China's spiritual humanism: Development is not a vacuum
Timothy Kerswell

Editor's Note: Timothy Kerswell is an assistant professor at the Department of Government and Public Administration at the University of Macao. The article reflects the author's opinions, and not necessarily the views of CGTN.

Western media and academic outlets tend to talk about China as a "spiritual vacuum." This narrative is often deployed to criticize China's development model and the role of religion in its society. This criticism rests on a fundamentally flawed assumption – that there is an inherent connection between a flourishing human spirit and religious observance. China is home to the world's largest atheist population, and thus the assertion of a spiritual vacuum is nothing less than a frontal attack on Chinese society and culture.

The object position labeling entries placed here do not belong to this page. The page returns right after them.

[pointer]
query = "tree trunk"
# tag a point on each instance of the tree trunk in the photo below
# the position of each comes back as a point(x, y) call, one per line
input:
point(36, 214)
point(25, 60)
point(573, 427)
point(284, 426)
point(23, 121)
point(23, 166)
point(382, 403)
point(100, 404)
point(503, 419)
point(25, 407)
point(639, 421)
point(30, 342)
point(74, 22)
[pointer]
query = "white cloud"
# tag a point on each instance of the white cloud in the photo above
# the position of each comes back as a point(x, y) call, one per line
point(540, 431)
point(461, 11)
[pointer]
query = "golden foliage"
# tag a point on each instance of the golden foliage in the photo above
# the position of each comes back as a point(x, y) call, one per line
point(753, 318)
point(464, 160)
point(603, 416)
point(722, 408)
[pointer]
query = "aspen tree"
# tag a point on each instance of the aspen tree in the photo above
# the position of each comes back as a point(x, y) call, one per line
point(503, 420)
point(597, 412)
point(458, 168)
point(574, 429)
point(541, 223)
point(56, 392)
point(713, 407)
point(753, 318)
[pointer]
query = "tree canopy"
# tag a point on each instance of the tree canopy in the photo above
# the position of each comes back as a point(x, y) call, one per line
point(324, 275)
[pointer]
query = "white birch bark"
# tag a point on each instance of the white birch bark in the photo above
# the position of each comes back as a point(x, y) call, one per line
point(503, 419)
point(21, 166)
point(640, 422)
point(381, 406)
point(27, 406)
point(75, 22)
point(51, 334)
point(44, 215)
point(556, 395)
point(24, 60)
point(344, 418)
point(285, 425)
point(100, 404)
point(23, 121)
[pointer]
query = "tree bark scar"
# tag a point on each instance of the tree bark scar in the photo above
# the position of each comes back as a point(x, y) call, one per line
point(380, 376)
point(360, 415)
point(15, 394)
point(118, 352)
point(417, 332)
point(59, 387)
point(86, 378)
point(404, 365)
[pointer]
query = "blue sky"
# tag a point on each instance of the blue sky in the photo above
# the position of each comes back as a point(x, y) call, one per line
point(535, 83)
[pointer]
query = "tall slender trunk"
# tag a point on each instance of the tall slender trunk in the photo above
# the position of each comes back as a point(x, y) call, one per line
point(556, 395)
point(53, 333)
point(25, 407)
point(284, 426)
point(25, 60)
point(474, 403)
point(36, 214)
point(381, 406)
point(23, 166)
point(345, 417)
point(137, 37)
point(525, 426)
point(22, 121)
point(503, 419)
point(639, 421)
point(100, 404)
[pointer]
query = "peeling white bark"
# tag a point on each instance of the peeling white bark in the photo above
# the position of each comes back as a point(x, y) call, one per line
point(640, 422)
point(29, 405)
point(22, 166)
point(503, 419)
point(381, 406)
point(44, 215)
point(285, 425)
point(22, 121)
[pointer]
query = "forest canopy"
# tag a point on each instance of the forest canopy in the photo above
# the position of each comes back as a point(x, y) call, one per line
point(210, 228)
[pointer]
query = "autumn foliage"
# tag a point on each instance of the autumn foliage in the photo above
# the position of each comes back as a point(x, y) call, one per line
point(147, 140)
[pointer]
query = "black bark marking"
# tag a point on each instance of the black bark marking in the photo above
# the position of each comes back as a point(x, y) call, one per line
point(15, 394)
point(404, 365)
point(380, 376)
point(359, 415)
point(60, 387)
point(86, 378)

At the center of Chinese culture is a spirit of humanism with its own long and rich tradition. The Chinese concept of spirituality, when functioning at its best, shuns speculation about the supernatural. From the time of Confucius until the present age, human relations and virtues have occupied a central place in the national psyche. The root of this position is the belief that the development and happiness of humankind is the primary concern of individuals, society and the state.

Modern China, from the foundation of the People's Republic of China to present day, has asserted these humanist values against the nihilism of capitalism and the supernaturalism of religiosity. For those determined to attack China's at its foundations, this presents a challenge. If the West can't stop China from developing economically, the next best thing is to suggest that the country has sold its soul and that its development is meaningless from the standpoint of humanity. Thus, Dutch journalist Willem van Kemenede once described Chinese people as "nihilistic, ultra-individualistic, money-worshipping hedonists."

Against this, famous U.S. psychologist Abraham Maslow in his hierarchy of needs, stressed the importance of meeting essential survival criteria before extending to more emotional and spiritual pursuits. In this way, China's quest for the material foundations of development should not be understood as a relentless pursuit of profit. Instead, they are necessary conditions for improving human potential, and are the foundation for bigger goals. Regarding this point, Confucius is famous for saying in the Analects that "The superior person comprehends righteousness; the small person comprehends profit."

Local people perform a dance drama featuring tea culture in a tea garden at Longtou Village of Pingli County in Ankang City, northwest China's Shaanxi Province, March 25, 2018. /Xinhua Photo

Local people perform a dance drama featuring tea culture in a tea garden at Longtou Village of Pingli County in Ankang City, northwest China's Shaanxi Province, March 25, 2018. /Xinhua Photo

In my own experience as a professor in China, I've encountered numerous examples of students putting this philosophy into practice. Many students come from families who have been the beneficiaries of China's development and progress in the 20th and 21st centuries. What makes me happiest to see is that most of my students are following the wisdom of great thinkers, whether ancient ones like Confucius or more recent ones like Maslow.

Having firm material foundations for their life, they're now turning to more complicated questions, like what makes for a happy life, or how to improve relations between government and people, or within society itself. They're thinking about what it takes to accomplish tasks like national rejuvenation, what is required for China to achieve its potential in the 21st century, and what role each of them can play in this bigger story.

As a Western professor, I've lived in China for almost seven years now, and thousands of students from all over China have passed through my classrooms. I'm no idealist, and I won't pretend that I never met one of Kamenede's nihilistic hedonists in the time I've spent here. They exist, as they do in Australia where I'm originally from, and you can find such people anywhere. These people, however, are the exception and not the rule.

Many of my students are now drawing on China's long tradition of humanism in their life and work. Some are refining themselves through further education, and delaying gratification to maximize their future potential. Others are working for the government, trying to create a better society. Some students use education not for their career but just to become better people, often dedicating themselves to a life of family responsibilities or social services. They are the living embodiment of China's spiritual humanism as they think and dream about larger goals.

Their actions and beliefs are daily defiance of Western narratives that China is a spiritual vacuum. They are an existential challenge to the idea that only religion can be a source of morality. While a lot of attention is rightly given to China's economic development, this is often done without an appreciation of spiritual growth in China or the assumption that the economy exists to serve society.

2020 is the year China achieves its goal of building a moderately prosperous society in all respects. Its spiritual development is the key to this moderation, developing a fundamental economic base as a launching pad for greater human prosperity. With the Chinese New Year providing the opportunity for reflection and celebration, it's impossible to ignore that China'great investments in the potential of humankind are bearing fruit.